La France est un superbe et grand pays, dont l’énergie et la vigueur ont parfois besoin d’être stimulées. Notre pays a, aux tréfonds de lui-même, foi dans ses valeurs, mais il ne les mobilise avec enthousiasme que s’il les sent partagées.
C’est à cette France-là, celle qui croit que, au fond, elle peut venir à bout de tous ses adversaires sans jamais remettre en question ses valeurs et ses principes, qu’il faut s’adresser. Il y a au fin fond de notre pays, liée à notre histoire, une force qui nous permet chaque fois qu’elle est mobilisée d’écarter les trahisons, les reniements, les menaces, les petitesses et les mesquineries qui accompagnent parfois le débat public. Oui, c’est à cette France-là qu’il faut s’adresser.
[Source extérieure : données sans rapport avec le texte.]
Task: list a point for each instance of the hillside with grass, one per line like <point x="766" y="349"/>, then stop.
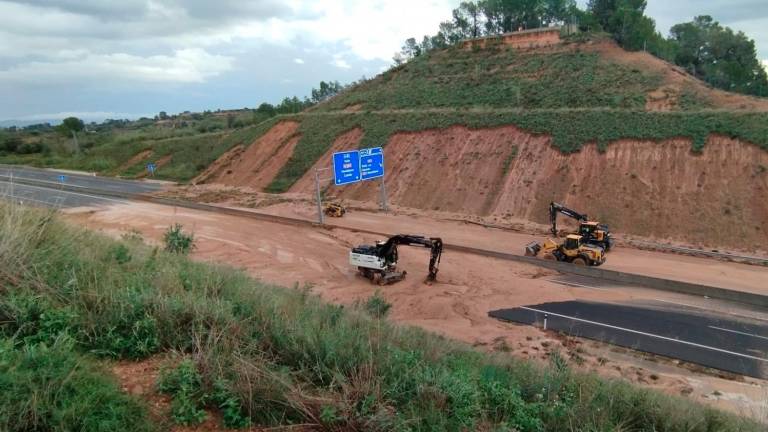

En disant cela, je n’ai pas le sentiment d’exprimer une conviction personnelle. Je pense qu’elle est partagée dans cet hémicycle et qu’elle est le fruit de notre histoire, cette histoire qui nous dit que la France de 1914 n’est pas celle de 1940, celle que ses dirigeants surent mobiliser grâce à une foi républicaine et patriotique, celle qui sut emporter la victoire, dans des circonstances douloureuses, quand celle de 1940 s’effondra, avec des dirigeants qui, au fond, ne surent être à la hauteur ni de l’événement ni de la France qu’ils étaient censés diriger.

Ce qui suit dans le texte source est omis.